Biological control Apply at prepink, pink, calyx, and first cover but use at 7- to 10-day intervals, which may result in more applications during cool seasons.

  • Bayer Advanced Natria Disease Control RTU (Bacillus subtilis strain QST 713) is registered for the home garden. Active ingredient is a small protein. Variable efficacy in western Oregon. H O
  • DoubleNickel 55 (Bacillus amyloliquefaciens strain D747) at 0.25 to 3 lb/A. Unknown efficacy. Group 44 fungicide. 4-hr reentry. O
  • Prevont (Bacillus subtilis strain IAB/BS03) at 10 to 30 fl oz/100 gal water. Unknown efficacy. Preharvest interval not specified. 4-hr reentry.

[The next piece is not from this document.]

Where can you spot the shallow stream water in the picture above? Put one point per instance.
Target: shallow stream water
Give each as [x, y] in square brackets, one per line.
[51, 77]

O
  • Serenade ASO (Bacillus subtilis strain QST 713) at 2 to 4 quarts/A. Active ingredient is a small protein. Variable efficacy in western Oregon. 4-hr reentry. H O
  • Sonata (Bacillus pumilis strain QST 2808) at 2 to 4 quarts/A plus an adjuvant. May be applied up to and including the day of harvest. 4-hr reentry. O

Reference Biggs, A.R., Yoder, K.S., and Rosenberger, D.A. 2009. Relative susceptibility of selected apple cultivars to powdery mildew caused by Podosphaera leucotricha. Online. Plant Health Progress doi:10.1094/PHP-2009-1119-01-RS.

Holb, I.J., and Kunz, S. 2016. Integrated control of apple scab and powdery mildew in an organic apple orchard by combining potassium carbonates with wettable sulfur, pruning and cultivar susceptibility. Plant Disease 100:1894-1905.